Neuf mesures relatives aux obligations déclaratives des entreprises ont ainsi été prises, les deux principales pour le secteur du private equity concernant, d’une part, la suppression de l’obligation pesant sur les personnes morales de mentionner sur les imprimés fiscaux uniques (IFU) les distributions de bénéfices à l’égard de sociétés membres du même groupe fiscalement intégré mises en paiement depuis le 1er janvier 2015 et, d’autre part, la suppression de l’obligation de mentionner la valeur du mali technique de fusion sur les états de suivi des
plus-values joints aux déclarations de résultats des exercices clos à compter du 20 juin 2015.

Ces décisions sont bienvenues, car elles viennent assouplir des obligations contraignantes pour les entreprises, sans véritable justification (les services vérificateurs peuvent à cet égard avoir connaissance des mêmes informations par d’autres moyens), et lourdement sanctionnées en cas d’infraction (amende égale à 50% des montants non déclarés pour les IFU, et à 5% du mali non mentionné par état de suivi). Cependant, leur portée paraît très limitée au regard des décisions qu’exigerait une modernisation du droit fiscal au service d’une meilleure compétitivité des entreprises nationales.

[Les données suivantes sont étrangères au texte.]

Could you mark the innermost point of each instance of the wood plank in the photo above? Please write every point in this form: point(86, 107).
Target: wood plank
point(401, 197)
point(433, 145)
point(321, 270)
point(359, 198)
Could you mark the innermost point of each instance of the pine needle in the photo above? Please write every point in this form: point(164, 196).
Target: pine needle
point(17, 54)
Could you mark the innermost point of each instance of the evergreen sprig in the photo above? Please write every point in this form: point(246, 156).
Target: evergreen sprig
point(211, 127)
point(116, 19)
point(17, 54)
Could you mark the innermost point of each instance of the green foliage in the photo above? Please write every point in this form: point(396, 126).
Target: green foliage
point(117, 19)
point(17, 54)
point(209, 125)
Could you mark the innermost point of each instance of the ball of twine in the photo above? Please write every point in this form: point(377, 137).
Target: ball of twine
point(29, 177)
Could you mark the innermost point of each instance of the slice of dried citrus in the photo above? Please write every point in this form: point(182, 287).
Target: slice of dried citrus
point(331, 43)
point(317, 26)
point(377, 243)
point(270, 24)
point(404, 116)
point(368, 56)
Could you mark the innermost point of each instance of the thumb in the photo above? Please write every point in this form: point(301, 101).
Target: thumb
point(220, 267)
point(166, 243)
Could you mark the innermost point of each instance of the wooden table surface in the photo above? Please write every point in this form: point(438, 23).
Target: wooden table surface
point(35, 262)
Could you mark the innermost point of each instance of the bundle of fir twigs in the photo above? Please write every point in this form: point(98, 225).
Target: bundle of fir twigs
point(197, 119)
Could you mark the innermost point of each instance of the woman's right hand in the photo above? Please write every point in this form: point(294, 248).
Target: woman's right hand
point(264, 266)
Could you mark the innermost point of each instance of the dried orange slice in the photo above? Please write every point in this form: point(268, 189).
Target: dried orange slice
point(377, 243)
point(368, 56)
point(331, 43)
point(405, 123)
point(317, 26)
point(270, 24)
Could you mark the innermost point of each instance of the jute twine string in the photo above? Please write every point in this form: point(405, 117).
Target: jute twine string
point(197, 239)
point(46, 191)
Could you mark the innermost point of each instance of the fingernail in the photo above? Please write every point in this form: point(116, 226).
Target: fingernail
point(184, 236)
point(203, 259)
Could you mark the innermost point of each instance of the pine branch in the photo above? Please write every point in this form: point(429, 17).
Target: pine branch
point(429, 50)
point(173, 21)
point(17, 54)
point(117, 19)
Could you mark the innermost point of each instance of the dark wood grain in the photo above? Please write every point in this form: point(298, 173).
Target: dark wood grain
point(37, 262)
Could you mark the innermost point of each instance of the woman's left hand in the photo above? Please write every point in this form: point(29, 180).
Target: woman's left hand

C’est principalement le cas pour les IFU, pour lesquels on aurait pu souhaiter que l’ensemble des revenus mobiliers (y compris donc les intérêts) payés entre sociétés intégrées n’aient plus à être mentionnés sur ces imprimés, voire que les IFU soient cantonnés aux seuls revenus mobiliers versés aux personnes ne tenant pas de comptabilité. Une application rétroactive de ces mesures sur l’ensemble de la période non prescrite aurait également été opportune. Encore un effort donc, pour que le choc tant annoncé ne tourne pas à l’arlésienne.